華やかな江戸文化と、不正による「銀座」の消滅
江戸時代の銀座はすでに活気あふれる街でした。裏手には職人町が広がり、京橋川沿いには青物市場や竹河岸(建築資材の竹を売買する場)があって活発な水運流通が行われていたそうです。
現在の銀座通りとみゆき通りの交差点(尾張町周辺)には、恵比須屋、亀屋、布袋屋といった呉服店が軒を並べ、日本橋の三井越後屋に匹敵する大繁盛ぶりだったといいます。
さらに、観世、金春(こんぱる)、金剛といった能役者の拝領屋敷があり、狩野派の画塾や、木挽町の芝居小屋(歌舞伎)など、文化人や役者たちが集う華やかな街でもありました。なお、のちに誕生する新橋芸者の源流は、この地にいた金春流の師匠たち(金春芸者)だと言われています。
銀座は幕府から銀貨鋳造を任された特権的な組織でした。しかし、その立場を利用した不正も起きます。
17世紀には、精錬した銀の量を実際より少なく申告する事件が発覚。幕府は次第に監視を強めていきました。

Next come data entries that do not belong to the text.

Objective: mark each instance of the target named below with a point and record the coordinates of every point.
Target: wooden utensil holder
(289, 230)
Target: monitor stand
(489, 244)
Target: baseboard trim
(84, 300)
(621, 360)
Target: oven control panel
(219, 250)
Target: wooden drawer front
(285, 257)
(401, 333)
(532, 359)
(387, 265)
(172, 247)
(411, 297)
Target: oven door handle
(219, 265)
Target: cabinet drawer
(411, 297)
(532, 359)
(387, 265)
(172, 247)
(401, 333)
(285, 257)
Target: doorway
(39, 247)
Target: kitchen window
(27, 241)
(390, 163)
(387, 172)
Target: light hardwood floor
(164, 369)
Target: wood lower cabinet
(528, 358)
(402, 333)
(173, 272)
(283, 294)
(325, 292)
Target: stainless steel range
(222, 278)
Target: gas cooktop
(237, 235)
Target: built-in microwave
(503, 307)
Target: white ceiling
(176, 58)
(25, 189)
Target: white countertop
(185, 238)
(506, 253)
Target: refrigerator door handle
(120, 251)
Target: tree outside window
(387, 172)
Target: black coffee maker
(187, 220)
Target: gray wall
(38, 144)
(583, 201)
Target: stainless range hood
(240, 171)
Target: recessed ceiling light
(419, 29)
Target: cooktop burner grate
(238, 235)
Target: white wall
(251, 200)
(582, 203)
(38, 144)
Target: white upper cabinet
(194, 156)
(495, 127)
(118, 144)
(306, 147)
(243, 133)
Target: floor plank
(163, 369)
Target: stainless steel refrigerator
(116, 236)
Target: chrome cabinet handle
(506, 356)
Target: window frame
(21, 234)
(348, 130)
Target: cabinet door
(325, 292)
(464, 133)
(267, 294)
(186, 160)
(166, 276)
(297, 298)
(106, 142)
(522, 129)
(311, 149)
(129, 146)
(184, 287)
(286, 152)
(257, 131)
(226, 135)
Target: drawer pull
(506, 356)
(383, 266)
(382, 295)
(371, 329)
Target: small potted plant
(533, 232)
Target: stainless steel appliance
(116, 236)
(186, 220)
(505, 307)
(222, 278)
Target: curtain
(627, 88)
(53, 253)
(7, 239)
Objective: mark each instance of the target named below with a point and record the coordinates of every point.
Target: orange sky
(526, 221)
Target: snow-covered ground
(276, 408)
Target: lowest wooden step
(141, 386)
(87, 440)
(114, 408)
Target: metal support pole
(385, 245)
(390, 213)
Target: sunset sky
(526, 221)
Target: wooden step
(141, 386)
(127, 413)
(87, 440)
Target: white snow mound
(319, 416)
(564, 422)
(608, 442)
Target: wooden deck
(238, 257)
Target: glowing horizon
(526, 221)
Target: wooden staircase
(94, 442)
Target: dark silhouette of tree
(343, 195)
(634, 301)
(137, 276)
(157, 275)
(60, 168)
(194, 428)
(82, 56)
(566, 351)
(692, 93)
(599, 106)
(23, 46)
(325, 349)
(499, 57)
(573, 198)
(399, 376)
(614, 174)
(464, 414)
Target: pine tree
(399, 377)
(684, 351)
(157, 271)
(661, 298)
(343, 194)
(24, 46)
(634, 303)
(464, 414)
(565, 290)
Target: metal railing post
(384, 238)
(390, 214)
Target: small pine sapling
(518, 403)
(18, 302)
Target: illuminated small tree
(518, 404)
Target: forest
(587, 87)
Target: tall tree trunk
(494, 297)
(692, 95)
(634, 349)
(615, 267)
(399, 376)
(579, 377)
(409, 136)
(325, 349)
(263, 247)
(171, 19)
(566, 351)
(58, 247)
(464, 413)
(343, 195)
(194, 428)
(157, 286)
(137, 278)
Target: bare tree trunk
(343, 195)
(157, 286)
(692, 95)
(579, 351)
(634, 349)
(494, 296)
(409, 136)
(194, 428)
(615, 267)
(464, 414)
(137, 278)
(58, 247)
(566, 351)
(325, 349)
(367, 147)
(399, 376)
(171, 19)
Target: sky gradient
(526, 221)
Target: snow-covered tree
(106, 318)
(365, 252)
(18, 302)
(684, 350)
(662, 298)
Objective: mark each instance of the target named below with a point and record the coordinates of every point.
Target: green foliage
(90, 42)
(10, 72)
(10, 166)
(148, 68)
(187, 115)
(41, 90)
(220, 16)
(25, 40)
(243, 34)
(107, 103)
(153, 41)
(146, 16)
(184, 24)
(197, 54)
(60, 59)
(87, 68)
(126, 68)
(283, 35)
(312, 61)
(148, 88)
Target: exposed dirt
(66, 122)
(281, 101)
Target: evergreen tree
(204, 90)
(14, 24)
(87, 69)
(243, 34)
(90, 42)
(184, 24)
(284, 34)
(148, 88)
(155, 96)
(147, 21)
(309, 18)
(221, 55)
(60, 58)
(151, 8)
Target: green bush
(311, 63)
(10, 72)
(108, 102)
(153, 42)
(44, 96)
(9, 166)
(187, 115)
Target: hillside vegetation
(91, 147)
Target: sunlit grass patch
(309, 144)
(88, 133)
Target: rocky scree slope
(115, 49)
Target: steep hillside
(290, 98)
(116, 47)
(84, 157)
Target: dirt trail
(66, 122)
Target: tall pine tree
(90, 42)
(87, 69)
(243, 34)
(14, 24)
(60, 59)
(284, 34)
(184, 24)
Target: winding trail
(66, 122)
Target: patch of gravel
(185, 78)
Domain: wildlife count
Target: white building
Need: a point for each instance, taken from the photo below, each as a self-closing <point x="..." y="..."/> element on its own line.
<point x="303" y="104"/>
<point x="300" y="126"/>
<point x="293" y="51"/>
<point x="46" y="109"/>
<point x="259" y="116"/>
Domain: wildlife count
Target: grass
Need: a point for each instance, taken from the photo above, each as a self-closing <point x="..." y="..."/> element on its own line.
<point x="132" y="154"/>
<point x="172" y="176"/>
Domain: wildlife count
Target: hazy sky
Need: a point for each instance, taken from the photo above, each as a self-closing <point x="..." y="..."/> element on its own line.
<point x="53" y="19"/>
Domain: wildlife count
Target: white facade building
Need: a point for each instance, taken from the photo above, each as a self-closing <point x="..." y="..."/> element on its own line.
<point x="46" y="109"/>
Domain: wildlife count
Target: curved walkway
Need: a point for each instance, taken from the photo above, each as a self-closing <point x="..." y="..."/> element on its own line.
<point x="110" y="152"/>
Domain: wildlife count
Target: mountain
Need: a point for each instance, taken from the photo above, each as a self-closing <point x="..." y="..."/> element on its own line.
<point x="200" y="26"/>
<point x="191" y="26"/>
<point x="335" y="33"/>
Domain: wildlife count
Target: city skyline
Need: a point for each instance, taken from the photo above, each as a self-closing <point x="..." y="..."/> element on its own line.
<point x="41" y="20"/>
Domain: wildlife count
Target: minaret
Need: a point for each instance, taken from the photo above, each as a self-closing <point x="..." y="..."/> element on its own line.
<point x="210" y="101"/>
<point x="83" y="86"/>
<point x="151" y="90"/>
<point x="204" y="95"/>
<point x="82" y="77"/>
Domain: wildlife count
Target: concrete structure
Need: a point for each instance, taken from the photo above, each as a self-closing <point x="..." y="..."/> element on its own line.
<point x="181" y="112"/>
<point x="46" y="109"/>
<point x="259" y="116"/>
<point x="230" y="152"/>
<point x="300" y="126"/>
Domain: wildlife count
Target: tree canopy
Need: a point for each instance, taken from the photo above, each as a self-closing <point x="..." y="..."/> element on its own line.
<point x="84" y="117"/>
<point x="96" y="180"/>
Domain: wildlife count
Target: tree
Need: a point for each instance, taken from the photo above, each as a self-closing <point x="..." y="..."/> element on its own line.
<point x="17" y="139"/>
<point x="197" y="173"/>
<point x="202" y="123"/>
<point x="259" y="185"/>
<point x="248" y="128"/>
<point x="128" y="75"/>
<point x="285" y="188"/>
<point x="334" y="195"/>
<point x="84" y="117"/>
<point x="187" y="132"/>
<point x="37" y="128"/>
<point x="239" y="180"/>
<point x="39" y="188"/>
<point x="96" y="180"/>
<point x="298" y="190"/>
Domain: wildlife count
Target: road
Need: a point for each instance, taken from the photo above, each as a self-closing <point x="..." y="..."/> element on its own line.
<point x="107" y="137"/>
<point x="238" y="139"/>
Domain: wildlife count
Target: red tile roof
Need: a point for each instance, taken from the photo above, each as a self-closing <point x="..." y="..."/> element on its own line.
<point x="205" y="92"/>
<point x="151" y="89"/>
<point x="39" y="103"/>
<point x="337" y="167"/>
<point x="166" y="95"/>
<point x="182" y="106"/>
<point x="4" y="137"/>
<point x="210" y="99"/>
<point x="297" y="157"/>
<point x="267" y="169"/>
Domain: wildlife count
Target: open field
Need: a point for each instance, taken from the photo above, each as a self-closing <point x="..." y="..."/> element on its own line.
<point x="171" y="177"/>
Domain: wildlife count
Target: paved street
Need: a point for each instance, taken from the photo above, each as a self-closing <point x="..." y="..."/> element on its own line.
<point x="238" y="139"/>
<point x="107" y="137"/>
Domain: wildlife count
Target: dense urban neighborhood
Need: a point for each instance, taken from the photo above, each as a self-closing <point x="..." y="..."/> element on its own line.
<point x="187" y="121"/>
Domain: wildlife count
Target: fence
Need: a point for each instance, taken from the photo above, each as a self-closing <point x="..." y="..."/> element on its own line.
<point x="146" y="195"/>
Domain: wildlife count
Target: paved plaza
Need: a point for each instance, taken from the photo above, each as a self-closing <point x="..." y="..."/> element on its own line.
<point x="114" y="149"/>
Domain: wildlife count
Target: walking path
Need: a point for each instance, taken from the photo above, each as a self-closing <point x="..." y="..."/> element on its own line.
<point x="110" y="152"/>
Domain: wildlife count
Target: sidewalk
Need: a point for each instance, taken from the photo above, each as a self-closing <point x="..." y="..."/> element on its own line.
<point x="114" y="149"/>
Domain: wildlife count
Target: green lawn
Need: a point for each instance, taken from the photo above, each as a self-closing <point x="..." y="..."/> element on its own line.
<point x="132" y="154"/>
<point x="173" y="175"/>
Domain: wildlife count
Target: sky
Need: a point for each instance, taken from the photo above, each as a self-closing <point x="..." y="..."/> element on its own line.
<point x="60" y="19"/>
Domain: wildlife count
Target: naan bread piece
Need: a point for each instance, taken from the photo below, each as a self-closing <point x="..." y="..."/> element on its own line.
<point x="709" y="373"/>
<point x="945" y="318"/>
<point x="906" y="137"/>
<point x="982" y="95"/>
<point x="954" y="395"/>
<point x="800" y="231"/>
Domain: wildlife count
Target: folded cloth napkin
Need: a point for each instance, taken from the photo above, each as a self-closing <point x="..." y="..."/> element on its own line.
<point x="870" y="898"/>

それでも銀座は独自の利益を追求する傾向を強め、1800年、幕府はついに銀座人を一新して、事実上の直営化に踏み切ります。翌年には銀座役所も京橋から日本橋蠣殻町へ移されました。
当時の正式な町名は「新両替町」でしたが、役所が去った後も人々が親しんだ「銀座」という通称だけがその場所に残ったのです(その後、1869年に正式な町名となりました)。